Monday, March 24, 2008

Old Stone House

My family lives in a very historic part of the country. Without really knowing it, I grew up along scenic U.S. 40, the first national road that started on one coast and ended on the other – also known as the old National Pike. The road is peppered with mile markers, old toll houses, and inns that have been converted to restaurants and private residences. One of the most striking of these buildings on U.S. 40 is The Old Stone House overlooking Little Meadows, the valley named by George Washington during the 1754 campaign.



The Old Stone House was built as an inn in 1818 by Jesse Tomlinson, who chose Little Meadows not only for its scenic beauty but for its opportune location on the National Pike about a day’s ride from Cumberland (today, it's a 20 minute trip by car.)

Tomlinson’s inn was built to last, of blocks of stone 2 feet and 3 feet square, with chimneys 30 feet wide at the base and 2-foot-deep windowsills. A community center, the inn housed a general store and the county’s first post office. Stagecoach passengers feasted on mutton, venison, turkey, pheasant and brook trout for 50 cents per person; the wagoners, whose trade was essential, got a discount, plus corn whiskey at 3 cents a shot.

According to the historical society, celebrated 19th-century guests at the inn included Henry Clay, Jenny Lind, P.T. Barnum and four U.S. presidents: Jackson, Taylor, Polk and President-elect William Henry Harrison – en route from Ohio to his fatal inauguration, maybe?
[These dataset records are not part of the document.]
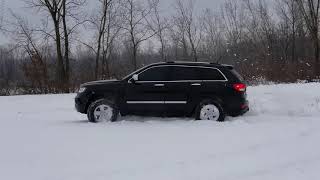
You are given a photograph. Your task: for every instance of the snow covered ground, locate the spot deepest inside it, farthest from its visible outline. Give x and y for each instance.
(43, 138)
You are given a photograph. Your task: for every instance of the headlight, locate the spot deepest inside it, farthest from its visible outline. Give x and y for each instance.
(82, 89)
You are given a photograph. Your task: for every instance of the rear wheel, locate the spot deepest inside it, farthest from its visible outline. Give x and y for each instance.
(102, 110)
(210, 110)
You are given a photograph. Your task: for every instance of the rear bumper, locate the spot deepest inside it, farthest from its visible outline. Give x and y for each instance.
(81, 104)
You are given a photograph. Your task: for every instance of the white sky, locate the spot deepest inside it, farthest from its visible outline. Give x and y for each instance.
(19, 6)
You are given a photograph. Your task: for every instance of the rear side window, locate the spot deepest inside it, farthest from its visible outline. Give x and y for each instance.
(183, 73)
(155, 74)
(211, 74)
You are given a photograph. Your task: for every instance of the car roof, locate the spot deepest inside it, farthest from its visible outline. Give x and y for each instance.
(188, 63)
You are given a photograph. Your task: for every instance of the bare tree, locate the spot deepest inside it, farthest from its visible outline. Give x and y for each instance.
(59, 11)
(26, 38)
(213, 43)
(159, 25)
(187, 20)
(136, 25)
(310, 11)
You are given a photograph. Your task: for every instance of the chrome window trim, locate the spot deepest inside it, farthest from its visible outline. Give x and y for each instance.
(170, 65)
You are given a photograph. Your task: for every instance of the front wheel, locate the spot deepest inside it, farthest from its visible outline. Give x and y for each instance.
(102, 110)
(210, 110)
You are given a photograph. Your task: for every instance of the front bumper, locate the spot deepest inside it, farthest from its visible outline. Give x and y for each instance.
(239, 110)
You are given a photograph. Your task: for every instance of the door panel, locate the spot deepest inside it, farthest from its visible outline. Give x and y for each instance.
(145, 98)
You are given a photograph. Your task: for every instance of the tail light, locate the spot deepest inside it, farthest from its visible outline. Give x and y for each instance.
(240, 87)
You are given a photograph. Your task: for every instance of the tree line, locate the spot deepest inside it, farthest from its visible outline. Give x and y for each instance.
(265, 40)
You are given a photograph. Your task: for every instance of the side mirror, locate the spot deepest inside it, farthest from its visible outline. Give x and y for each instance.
(135, 77)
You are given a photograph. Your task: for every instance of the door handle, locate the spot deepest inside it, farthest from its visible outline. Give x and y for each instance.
(159, 85)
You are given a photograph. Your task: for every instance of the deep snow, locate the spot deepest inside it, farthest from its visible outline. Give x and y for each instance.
(43, 138)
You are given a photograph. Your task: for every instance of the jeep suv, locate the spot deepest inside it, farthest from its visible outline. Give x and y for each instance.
(206, 91)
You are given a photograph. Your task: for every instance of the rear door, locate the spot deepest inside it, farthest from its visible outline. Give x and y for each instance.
(182, 86)
(214, 83)
(146, 96)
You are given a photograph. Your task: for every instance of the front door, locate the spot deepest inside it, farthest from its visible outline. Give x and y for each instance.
(146, 96)
(182, 81)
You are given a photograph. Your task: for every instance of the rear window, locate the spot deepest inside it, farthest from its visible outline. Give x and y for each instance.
(234, 72)
(183, 73)
(211, 74)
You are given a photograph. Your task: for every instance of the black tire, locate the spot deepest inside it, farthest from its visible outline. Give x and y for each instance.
(95, 104)
(210, 102)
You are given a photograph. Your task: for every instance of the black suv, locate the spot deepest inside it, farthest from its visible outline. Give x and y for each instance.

Of course, there are ghost stories. One of the bedrooms is said to have a perpetually bloodstained floor. The historical society passes along an even better legend:
The most intriguing story is about a beautiful, heavily veiled woman with quantities of expensive luggage bearing foreign labels, who got off the stage to spend the night at Stone House. She had her supper brought to her room and did not once set foot outside of her door. The next morning one of the little servant boys brought her hot water. But she had disappeared. All of her baggage remained, but there was no trace of her. The woods were searched as thoroughly as possible, but she was never found; and to this day no one knows who she was.